Eine große Rolle für die künftige Engpassentwicklung spielt aber auch das Qualifikationsniveau. Obwohl immer mehr junge Leute einen Hochschulabschluss erwerben, ist der Stellenmarkt für Akademiker aus Arbeitgebersicht besonders angespannt. Gut 61 Prozent aller Stellen für Akademiker waren im Monatsdurchschnitt 2016 schwer zu besetzen – 2012 traf dies erst auf rund die Hälfte der Expertenjobs zu. 

Noch schneller ist in den vergangenen vier Jahren allerdings die Lücke für Fachkräfte gewachsen, also für jene Personen, die einen Ausbildungsabschluss haben. In diesem Segment vergrößerte sich der Engpass bundesweit um fast 13 Prozentpunkte auf nunmehr rund 60 Prozent. 

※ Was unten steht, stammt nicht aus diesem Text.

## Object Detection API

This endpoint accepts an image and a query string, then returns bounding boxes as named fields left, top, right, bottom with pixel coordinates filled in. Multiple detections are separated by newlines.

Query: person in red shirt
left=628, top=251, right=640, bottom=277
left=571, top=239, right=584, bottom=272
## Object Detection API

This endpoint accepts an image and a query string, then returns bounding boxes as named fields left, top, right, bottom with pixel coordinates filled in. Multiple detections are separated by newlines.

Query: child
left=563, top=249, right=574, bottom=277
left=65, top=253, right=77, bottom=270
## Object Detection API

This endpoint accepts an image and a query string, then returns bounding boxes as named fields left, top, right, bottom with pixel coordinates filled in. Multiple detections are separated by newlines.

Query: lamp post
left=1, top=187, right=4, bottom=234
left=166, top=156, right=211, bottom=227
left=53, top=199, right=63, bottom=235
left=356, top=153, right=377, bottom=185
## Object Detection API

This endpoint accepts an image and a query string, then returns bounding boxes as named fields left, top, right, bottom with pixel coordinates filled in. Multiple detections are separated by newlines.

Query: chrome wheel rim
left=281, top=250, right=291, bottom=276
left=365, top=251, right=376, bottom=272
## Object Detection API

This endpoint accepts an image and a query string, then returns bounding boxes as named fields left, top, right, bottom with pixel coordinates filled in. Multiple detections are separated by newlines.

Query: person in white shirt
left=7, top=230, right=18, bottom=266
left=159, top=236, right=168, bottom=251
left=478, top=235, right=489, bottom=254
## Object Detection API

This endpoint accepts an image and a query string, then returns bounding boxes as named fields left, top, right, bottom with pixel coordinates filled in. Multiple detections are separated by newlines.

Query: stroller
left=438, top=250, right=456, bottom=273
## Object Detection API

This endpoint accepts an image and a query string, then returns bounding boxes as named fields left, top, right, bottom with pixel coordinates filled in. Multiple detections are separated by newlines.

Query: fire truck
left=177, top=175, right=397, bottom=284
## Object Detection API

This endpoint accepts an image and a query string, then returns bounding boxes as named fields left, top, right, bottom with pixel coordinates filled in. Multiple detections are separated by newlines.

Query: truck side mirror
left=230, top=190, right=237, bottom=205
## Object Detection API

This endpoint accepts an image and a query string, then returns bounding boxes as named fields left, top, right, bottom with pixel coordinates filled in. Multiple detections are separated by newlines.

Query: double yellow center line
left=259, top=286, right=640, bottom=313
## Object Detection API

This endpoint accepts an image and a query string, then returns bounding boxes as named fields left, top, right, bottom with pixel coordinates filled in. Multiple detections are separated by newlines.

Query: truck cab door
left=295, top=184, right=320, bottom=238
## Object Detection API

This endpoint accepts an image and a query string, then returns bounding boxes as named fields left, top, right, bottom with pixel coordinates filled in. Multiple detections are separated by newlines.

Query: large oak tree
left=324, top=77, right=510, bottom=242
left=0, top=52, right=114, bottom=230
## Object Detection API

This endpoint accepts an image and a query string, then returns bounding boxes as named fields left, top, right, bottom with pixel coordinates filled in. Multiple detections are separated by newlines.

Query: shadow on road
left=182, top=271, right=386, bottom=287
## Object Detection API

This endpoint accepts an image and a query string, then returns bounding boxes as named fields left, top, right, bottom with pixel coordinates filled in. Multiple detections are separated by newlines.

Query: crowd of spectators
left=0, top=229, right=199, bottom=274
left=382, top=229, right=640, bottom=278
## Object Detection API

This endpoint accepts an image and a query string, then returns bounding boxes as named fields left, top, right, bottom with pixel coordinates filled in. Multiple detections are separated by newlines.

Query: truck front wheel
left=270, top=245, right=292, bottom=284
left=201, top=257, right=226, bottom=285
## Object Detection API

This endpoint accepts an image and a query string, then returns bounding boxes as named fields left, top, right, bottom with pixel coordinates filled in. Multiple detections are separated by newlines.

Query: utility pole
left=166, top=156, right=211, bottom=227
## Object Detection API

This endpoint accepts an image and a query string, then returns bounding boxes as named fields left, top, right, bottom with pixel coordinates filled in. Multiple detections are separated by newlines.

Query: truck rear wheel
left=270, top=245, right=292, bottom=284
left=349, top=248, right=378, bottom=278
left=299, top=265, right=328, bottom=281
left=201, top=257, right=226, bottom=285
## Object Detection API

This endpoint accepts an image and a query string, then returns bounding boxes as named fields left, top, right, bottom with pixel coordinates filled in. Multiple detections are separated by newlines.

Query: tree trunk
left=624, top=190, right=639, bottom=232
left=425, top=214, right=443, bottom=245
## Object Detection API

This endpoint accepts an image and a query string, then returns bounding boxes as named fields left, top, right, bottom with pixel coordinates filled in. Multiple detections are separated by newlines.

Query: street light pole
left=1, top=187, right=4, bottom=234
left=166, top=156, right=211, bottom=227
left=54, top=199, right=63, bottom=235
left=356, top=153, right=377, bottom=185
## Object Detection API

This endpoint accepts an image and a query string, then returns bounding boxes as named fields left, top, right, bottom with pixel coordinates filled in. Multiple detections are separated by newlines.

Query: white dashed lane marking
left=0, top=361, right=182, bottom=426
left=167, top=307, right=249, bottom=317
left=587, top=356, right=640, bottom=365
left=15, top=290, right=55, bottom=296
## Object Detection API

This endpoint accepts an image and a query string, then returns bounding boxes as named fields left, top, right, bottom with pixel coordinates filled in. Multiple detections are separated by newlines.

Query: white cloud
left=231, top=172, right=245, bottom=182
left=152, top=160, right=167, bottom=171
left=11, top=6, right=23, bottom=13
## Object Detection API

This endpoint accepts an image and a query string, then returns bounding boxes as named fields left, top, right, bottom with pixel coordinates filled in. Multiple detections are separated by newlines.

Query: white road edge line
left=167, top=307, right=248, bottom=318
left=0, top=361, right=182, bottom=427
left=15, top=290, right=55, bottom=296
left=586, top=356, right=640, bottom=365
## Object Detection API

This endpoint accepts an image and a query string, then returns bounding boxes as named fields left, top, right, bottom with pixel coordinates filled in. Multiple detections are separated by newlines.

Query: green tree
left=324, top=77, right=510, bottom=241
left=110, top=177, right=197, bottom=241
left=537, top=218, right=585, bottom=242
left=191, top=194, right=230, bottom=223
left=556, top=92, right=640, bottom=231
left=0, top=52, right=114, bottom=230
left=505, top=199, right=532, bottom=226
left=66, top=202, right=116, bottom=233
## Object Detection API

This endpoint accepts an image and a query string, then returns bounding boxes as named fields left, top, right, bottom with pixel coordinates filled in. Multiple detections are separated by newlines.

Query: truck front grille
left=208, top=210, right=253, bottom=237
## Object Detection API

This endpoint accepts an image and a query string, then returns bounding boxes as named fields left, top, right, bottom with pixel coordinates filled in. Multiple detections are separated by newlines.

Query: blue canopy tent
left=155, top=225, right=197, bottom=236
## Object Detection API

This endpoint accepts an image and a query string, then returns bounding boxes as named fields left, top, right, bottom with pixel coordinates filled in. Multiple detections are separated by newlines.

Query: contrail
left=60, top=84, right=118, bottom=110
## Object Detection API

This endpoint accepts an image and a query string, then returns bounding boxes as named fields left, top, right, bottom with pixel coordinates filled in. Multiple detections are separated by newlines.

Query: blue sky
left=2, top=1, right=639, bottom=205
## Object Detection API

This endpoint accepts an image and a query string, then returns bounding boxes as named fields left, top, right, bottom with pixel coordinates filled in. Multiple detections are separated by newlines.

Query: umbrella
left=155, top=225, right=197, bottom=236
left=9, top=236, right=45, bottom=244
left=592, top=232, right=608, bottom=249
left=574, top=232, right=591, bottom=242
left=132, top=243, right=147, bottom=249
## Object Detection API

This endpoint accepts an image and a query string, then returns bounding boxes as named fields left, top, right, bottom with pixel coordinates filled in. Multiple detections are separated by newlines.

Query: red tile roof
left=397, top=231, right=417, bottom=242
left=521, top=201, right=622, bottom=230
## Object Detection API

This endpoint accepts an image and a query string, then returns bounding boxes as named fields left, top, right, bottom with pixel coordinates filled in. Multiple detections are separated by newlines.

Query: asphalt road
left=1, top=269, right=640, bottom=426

Betrachtet man nicht den Anteil, sondern die Zahl der Stellen, die schwer zu besetzen sind, entfielen die meisten – mehr als 240.000 – im Jahr 2016 auf Jobs für beruflich Qualifizierte. Doch auch nach Spezialisten wie Meistern und Technikern halten viele Unternehmen vergeblich Ausschau: Auf diesem Qualifikationsniveau wird mittlerweile rund die Hälfte aller offenen Stellen in Engpassberufen ausgeschrieben. 

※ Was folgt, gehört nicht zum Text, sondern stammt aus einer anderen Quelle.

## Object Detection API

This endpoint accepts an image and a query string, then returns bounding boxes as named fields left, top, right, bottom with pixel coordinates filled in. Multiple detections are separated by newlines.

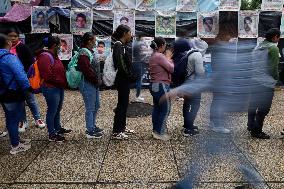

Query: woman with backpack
left=37, top=36, right=72, bottom=143
left=149, top=37, right=174, bottom=141
left=77, top=32, right=103, bottom=139
left=6, top=28, right=45, bottom=132
left=112, top=24, right=137, bottom=139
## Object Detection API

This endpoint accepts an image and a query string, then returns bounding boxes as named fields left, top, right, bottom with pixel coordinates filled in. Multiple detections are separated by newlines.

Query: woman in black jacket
left=112, top=25, right=137, bottom=139
left=7, top=28, right=45, bottom=132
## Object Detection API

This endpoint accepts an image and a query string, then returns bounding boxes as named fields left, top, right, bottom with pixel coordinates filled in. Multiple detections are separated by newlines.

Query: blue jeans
left=42, top=87, right=64, bottom=137
left=1, top=102, right=24, bottom=146
left=79, top=80, right=100, bottom=133
left=183, top=93, right=201, bottom=130
left=149, top=83, right=171, bottom=134
left=22, top=91, right=41, bottom=122
left=135, top=62, right=144, bottom=97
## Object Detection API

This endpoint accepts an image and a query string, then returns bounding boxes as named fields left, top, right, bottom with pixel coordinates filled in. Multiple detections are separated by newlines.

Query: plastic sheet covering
left=176, top=0, right=197, bottom=12
left=136, top=0, right=155, bottom=11
left=71, top=0, right=92, bottom=8
left=198, top=0, right=218, bottom=12
left=176, top=12, right=197, bottom=37
left=258, top=11, right=281, bottom=37
left=135, top=10, right=155, bottom=37
left=113, top=0, right=135, bottom=9
left=93, top=10, right=113, bottom=36
left=156, top=0, right=177, bottom=11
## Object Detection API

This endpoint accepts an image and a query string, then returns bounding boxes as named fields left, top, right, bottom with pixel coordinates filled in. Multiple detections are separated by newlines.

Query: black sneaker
left=58, top=128, right=72, bottom=135
left=281, top=129, right=284, bottom=135
left=86, top=131, right=103, bottom=139
left=49, top=134, right=65, bottom=143
left=251, top=132, right=270, bottom=139
left=94, top=127, right=104, bottom=133
left=183, top=128, right=199, bottom=137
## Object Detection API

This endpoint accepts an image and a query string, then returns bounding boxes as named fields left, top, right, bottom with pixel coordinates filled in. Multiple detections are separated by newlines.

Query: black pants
left=247, top=86, right=274, bottom=133
left=183, top=93, right=201, bottom=130
left=113, top=80, right=130, bottom=133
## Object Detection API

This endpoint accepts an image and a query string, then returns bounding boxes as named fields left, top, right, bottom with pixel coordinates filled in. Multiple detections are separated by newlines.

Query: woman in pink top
left=148, top=37, right=174, bottom=141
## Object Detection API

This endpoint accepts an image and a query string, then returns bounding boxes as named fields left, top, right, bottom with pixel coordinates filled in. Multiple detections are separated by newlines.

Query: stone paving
left=0, top=89, right=283, bottom=189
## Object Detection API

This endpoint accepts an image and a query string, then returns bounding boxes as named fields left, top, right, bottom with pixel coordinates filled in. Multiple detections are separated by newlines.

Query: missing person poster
left=113, top=10, right=135, bottom=36
left=70, top=8, right=93, bottom=35
left=155, top=11, right=176, bottom=38
left=94, top=36, right=111, bottom=66
left=50, top=0, right=71, bottom=7
left=93, top=0, right=113, bottom=10
left=238, top=11, right=259, bottom=38
left=197, top=11, right=219, bottom=38
left=136, top=0, right=155, bottom=11
left=261, top=0, right=283, bottom=11
left=52, top=34, right=73, bottom=60
left=176, top=0, right=197, bottom=12
left=31, top=6, right=50, bottom=33
left=219, top=0, right=240, bottom=11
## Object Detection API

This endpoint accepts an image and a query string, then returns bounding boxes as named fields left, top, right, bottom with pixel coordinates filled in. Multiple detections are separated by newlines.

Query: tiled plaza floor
left=0, top=89, right=283, bottom=189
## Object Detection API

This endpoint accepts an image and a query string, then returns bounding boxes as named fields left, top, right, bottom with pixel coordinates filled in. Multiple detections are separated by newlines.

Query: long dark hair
left=112, top=24, right=131, bottom=41
left=82, top=32, right=95, bottom=46
left=43, top=36, right=60, bottom=49
left=150, top=37, right=166, bottom=50
left=6, top=27, right=20, bottom=36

Insgesamt waren im Jahr 2016 deutschlandweit im Schnitt 269 Berufe von Fachkräfteengpässen betroffen, 58 Berufe mehr als noch vor fünf Jahren. Besonders groß sind die Engpässe in technischen Berufen wie dem Elektrotechniker und in Gesundheitsberufen wie dem Hörgeräteakustiker.